Read a lot of YA. Read widely both in and outside of your particular sub-genre. If you’re lucky enough to have teenagers in your life, let them read what you’re writing. Ask for their feedback. Also, find people who are at the same point in their writing journey as you. I would have quit a thousand times without my critique partner, Kristi Romo.
Tell us something about yourself that is not widely known! (It doesn’t have to be about your writing.)
The thing about being a loud extrovert is basically everything inside my head has been said outside my head at some point, but here we go! Maybe one thing I haven’t shouted super loudly about yet is my love of domestic history. I stare at a two hundred-year-old door knob and imagine the people’s hands that have turned it. How their lives were just like and so different from mine. I love a saggy stone step—the effect of generations and generations of footfalls. Twenty years ago, I saw safety pins that survived the Globe Theatre fire in London in the early 1600s. They lay behind glass in a museum: such small, simple things. But also so very human and relatable. Witnessing their existence felt like time travel.

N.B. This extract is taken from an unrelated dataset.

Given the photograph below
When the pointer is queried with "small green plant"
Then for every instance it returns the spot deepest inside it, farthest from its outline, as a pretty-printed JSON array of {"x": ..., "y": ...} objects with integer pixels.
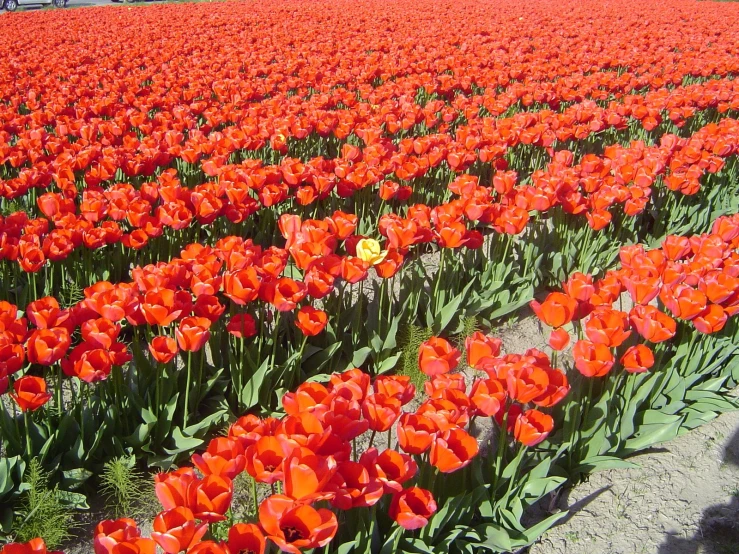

It’s my love for domestic history and the interconnectedness of humanity that inspired my next YA book, The Roof Over Our Heads. It’s about a contemporary family comprised of theatre people who caretake a historical home (the floor plan of which I shamelessly stole from the James J. Hill House in St. Paul), and the bananas play/escape room/murder mystery/art heist they devise to save it from being sold to developers. I love love loved doing the research for this book. Holding 19th century handwritten recipes and love letters and postcards in my hands, knowing 19th century hands had held them, too, brought tears to my eyes more than once. Shout out to Craig Johnson as well as the absolute treasure trove we have in the Minnesota Historical Society! They’re all so passionate and smart and thoughtful, and I love being a member.
Nicole Kronzer is a former professional actor and improvisor who now teaches English and creative writing. This is her first book.